Le détournement d'usage de terres agricoles, un fléau qui inquiète en Provence

Un terrain vague, bordé par une oliveraie: l'endroit ressemble en tous points à une parcelle cultivable, mais en s'approchant apparaissent gravats et bouts de ferrailles, témoins du détournement de cette terre autrefois agricole, un phénomène prégnant en Provence que les agriculteurs tentent d'endiguer.

Ici "vous avez une terre encore cultivée il y a moins de dix ans, où le propriétaire est venu déverser tout un tas de détritus, a commencé à concevoir des réseaux électriques, à clôturer", déplore Sébastien Perrin, secrétaire général de la Chambre d'agriculture du Var et viticulteur dans la fertile vallée de l'Argens.

Et ça "ne sera plus jamais de la terre agricole", se désole-t-il, en balayant du regard cette parcelle au bord d'une petite route de la commune de Roquebrune-sur-Argens, sur laquelle s'entassent gravats et souches d'arbres: il faudrait décaper, détruire et "stocker en décharge appropriée" les "milliers de mètres cubes de gravats, de pierres, de terre, de morceaux de ferraille" déversés sur place.

Le cas de ce terrain est emblématique de ces terres agricoles achetées pour accueillir des carrosseries, des garages à bateau, à caravane, des cabanons de loisirs ou encore pour y déverser des déchets du BTP, autant d'activités particulièrement rentables.

"Ces gens achètent le foncier à des prix dix fois plus élevés que ce que pratique un agriculteur", ce qui fait monter le prix moyen des terrains agricoles et donc "les agriculteurs n'arrivent plus à acheter parce que le foncier est devenu trop cher et qu'on met des générations et des générations à l'amortir", décrit Sébastien Perrin.

Ce phénomène, qui existe partout en France, est particulièrement important dans les zones littorales et à proximité des grands centres urbains.

- Peines trop peu dissuasives -

Dans les départements littoraux, "l'urbanisation très forte et la dynamique de construction génèrent beaucoup de déchets, et pour les entreposer on va chasser sur des terres agricoles, qui sont souvent accessibles, parce qu'il y a déjà le chemin, et qui sont parfois un peu cachées, au milieu d'un bois, donc c'est facile", résume Jérémy Lieutier, président des JA (Jeunes agriculteurs) Paca.

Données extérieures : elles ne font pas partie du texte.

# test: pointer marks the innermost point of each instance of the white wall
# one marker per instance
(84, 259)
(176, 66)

C'est l'ampleur du phénomène, "quand on a commencé à le mesurer, qui nous a alertés", témoigne Laurent Vinciguerra, directeur général délégué en Provence-Alpes-Côte d'Azur (Paca) pour la Safer, l'organe de régulation du foncier.

Selon la Safer Paca, "1.500 à 2.000 hectares par an" en moyenne sont détournés chaque année dans la région: "Notre territoire agricole a tendance à être extrêmement mité, avec des activités non agricoles, notamment résidentielles, qui harcèlent l'espace agricole", décrypte M. Vinciguerra.

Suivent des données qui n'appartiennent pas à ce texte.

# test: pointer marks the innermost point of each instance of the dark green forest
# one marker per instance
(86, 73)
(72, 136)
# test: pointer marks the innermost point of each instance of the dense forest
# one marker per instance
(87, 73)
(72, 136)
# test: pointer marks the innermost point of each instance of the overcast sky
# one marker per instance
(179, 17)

"Les gens ont l'impression que de l'espace on n'en manque pas", mais "le foncier en général et le foncier agricole en particulier, c'est un des rares biens qu'on ne sait pas produire aujourd'hui", insiste pour sa part Romain Blanchard, président de la FNSEA des Bouches-du-Rhône.

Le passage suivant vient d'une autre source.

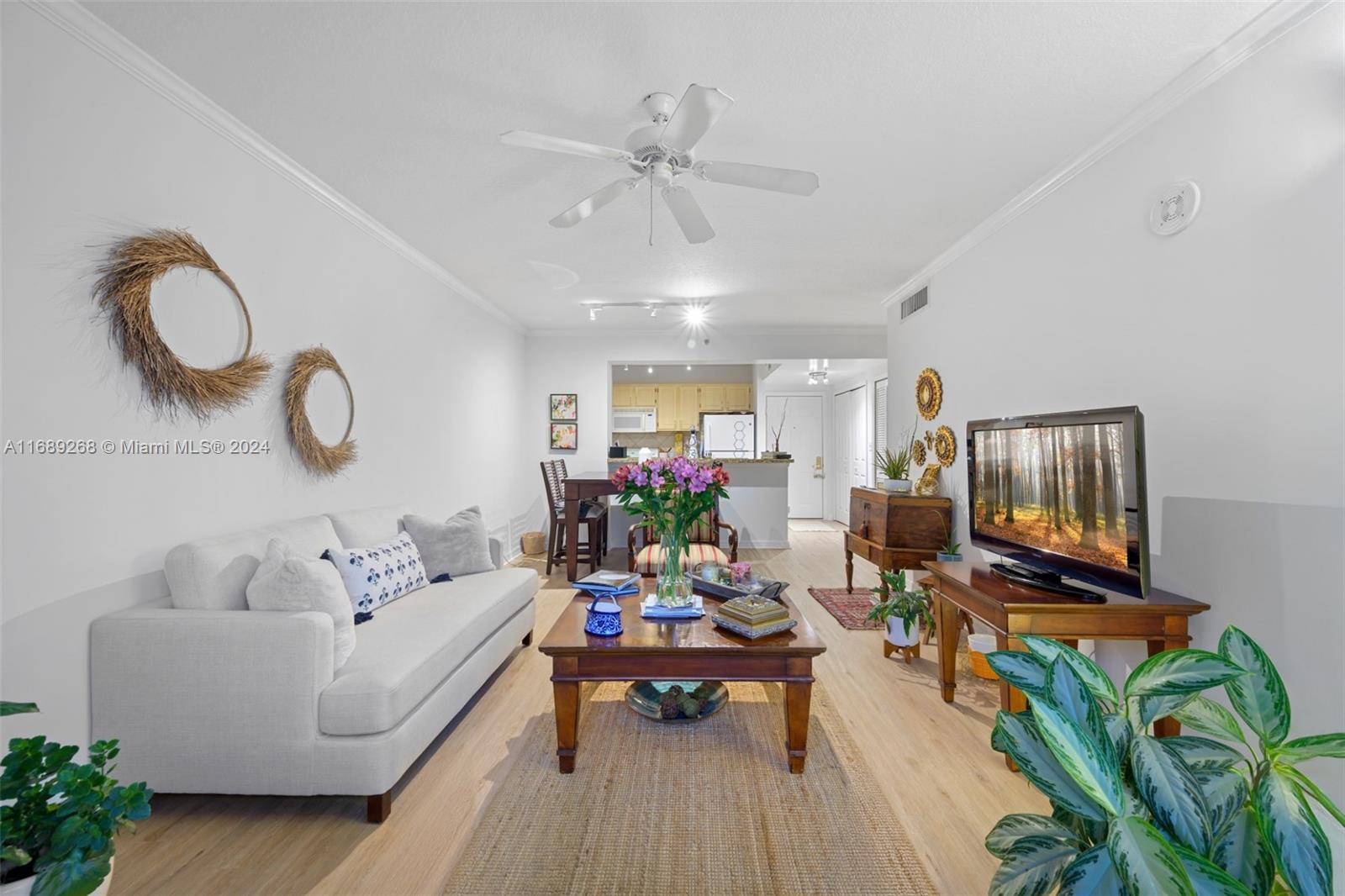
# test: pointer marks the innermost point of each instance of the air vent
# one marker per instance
(915, 303)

Le maire de Roquebrune-sur-Argens, Jean Cayron, a oeuvré à la création d'une charte des bonnes conduites pour lutter contre le phénomène dans le Var. Mais "la Safer, comme la commune, ne sont pas des agents immobiliers pour les terres agricoles", souligne l'élu.

Les maires sont "souvent en face d'un imbroglio juridique et réglementaire", atteste Laurent Vinciguerra.

En plus de cette charte, la Chambre d'agriculture "travaille énormément avec le substitut du procureur, pour monter des exemples sur lesquels agir. Malheureusement, c'est le temps qui manque au procureur, je pense, pour instruire ces dossiers-là, qui sont le réel enjeu", explique Sébastien Perrin.

Selon lui, "ce sont surtout les peines qui ne sont pas assez dissuasives", mais "quand on aura quelques exemples assez concrets et contraignants, quelques personnes vont réfléchir avant de détourner de la terre agricole", espère le viticulteur.

A l'échelle nationale, un texte visant à lutter contre la disparition des terres agricoles a été adopté en première lecture par les députés début mars. Cette proposition de loi transpartisane, défendue par le député socialiste Peio Dufau (Pyrénées-Atlantique), prévoit des dispositions pour renforcer les droits de préemption des Safer.